This short story is probably the closest we'll get to learning the plot of Half-Life 3
It’s been nearly 10 years since Half-Life 2: Episode 2 was released and the long, fruitless wait for the series’ once promised conclusion began. Episode 3 (or just Half-Life 3 or whatever the hell it would’ve been called) has become one of gaming’s biggest mythological projects, a sequel to a beloved series that, last we saw it, was stuck on a nasty cliffhanger with few clues about where the story would go next. Outside of some concept-art leaks and anonymous interviews, Valve, the overlord of Steam and developer of Half-Life, has remained silent about what the finale would have been. But today, thanks to Marc Laidlaw, the former Valve writer who worked on the script for every Half-Life game and expansion, we may finally have an idea of how Episode 3 could’ve played out.
In a post on his personal website (which has buckled under the weight of frenzied Half-Life fans and can be found in archived form here), Laidlaw, who left Valve last year, dropped what he’s cheekily calling a bit of fan-fiction that’s a “genderswapped snapshot of a dream” he had many years ago. Titled “Epistle 3,” the short story is told from the perspective of Gertrude Fremont (Gordon Freeman), a heroic scientist who is retelling her journey to a lost ship known as the Hyperborea (Half-Life 2’s mythological Borealis). Fremont and her traveling companion, “the feisty Alex Vaunt” (Alyx Vance), crash land in the Antarctic while en route to the ship, and traverse a blizzard to reach the ship’s supposed location, where instead of the Hyperborea they find an installation where the sinister alien force known as the Disparate (Combine) are waiting for the ship, which has become unstuck from time and space, to materialize.

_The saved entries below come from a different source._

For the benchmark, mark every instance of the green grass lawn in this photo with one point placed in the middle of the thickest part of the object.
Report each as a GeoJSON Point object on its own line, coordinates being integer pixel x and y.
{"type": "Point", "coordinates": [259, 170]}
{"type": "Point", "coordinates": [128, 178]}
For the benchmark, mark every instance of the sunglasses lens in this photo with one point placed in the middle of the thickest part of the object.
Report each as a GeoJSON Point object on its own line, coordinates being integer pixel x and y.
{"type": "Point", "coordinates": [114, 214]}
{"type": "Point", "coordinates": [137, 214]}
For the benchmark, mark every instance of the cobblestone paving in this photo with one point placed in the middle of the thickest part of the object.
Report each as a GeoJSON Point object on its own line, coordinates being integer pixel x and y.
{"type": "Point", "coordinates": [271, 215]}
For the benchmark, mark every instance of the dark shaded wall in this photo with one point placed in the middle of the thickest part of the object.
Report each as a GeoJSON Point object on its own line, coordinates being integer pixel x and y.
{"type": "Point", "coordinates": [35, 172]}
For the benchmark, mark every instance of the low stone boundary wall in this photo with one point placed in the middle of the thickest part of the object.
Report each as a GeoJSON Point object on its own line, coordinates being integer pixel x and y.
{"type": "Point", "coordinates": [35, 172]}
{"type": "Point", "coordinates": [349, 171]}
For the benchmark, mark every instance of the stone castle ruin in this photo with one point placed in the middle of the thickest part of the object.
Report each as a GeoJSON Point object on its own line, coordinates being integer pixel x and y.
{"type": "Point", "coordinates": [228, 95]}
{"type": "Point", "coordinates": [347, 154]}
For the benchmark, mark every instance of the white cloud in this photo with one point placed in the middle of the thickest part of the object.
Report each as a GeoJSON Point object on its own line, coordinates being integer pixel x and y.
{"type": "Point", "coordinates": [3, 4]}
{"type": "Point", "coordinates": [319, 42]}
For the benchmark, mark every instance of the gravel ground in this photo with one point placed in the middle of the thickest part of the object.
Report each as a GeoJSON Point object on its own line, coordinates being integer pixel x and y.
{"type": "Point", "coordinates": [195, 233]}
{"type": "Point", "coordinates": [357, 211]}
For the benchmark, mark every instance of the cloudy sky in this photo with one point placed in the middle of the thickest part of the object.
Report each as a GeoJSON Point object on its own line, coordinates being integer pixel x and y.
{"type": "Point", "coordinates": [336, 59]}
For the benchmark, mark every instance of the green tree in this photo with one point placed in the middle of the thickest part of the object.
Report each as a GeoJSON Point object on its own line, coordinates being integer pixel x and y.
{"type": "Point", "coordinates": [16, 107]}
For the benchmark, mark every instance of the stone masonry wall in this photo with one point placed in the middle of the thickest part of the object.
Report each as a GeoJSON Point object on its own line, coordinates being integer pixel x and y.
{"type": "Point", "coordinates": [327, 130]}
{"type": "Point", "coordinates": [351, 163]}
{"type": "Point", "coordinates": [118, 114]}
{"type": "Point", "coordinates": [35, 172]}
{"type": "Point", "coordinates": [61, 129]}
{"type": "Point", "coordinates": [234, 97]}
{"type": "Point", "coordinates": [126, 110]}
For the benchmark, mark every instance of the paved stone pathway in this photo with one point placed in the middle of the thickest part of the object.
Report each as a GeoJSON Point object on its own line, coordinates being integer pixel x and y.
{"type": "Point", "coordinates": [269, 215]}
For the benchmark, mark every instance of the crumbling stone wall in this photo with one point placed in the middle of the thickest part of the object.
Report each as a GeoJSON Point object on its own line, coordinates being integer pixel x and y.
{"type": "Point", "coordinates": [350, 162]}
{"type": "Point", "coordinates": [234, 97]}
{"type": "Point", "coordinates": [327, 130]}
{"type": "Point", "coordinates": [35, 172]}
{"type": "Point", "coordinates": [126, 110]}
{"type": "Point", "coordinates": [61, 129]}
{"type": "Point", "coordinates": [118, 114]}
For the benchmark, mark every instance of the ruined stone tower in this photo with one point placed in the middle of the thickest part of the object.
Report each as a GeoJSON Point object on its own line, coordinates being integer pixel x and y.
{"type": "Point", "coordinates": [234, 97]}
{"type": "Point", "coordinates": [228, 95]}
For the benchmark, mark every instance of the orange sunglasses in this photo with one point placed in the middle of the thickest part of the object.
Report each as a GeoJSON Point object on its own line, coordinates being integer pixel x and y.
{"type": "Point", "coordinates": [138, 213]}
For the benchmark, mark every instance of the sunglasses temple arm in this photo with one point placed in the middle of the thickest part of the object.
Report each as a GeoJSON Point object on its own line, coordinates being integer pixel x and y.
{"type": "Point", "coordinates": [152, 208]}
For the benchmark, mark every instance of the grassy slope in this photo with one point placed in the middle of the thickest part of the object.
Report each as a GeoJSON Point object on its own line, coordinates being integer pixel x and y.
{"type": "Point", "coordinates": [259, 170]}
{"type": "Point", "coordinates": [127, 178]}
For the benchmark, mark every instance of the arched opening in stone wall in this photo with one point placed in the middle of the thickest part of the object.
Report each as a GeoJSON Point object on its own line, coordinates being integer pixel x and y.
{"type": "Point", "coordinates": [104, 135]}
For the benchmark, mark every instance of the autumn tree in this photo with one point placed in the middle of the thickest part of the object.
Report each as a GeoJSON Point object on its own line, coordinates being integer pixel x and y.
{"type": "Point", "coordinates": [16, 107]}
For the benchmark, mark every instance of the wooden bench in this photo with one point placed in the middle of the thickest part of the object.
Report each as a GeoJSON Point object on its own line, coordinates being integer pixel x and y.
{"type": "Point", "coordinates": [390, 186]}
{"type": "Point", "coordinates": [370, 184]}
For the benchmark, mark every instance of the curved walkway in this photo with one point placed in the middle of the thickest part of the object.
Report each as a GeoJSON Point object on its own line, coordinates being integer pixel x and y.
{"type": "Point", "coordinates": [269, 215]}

And that’s just the beginning. The story itself is a great bit of fiction, an easy read written in a Victorian epistolary style. If you’re at all invested in the Half-Life story and would like to take in this possible new revelation straight from the author, you should definitely go read it in all its gender-swapped, sequel-teasing detail. For everyone else, we’ll attempt a summary:
The letter goes on to reintroduce Dr. Wanda Bree (Wallace Breen), who’s consciousness has been replicated by the Disparate and embedded into the slug-like body of a creature commonly known as an Advisor. (Laidlaw previously toyed with this idea via a Twitter feed where the so-called Breen-Grub was attempting to communicate with Earth.) The grub and its minions detain Gertrude and Alex, and the two meet up with with Jerry Maas (Judith Mossman), who is revealed to have been a double agent working on the side of humanity and also happens to have the means of pulling the Hyperborea into this “plane of existence.”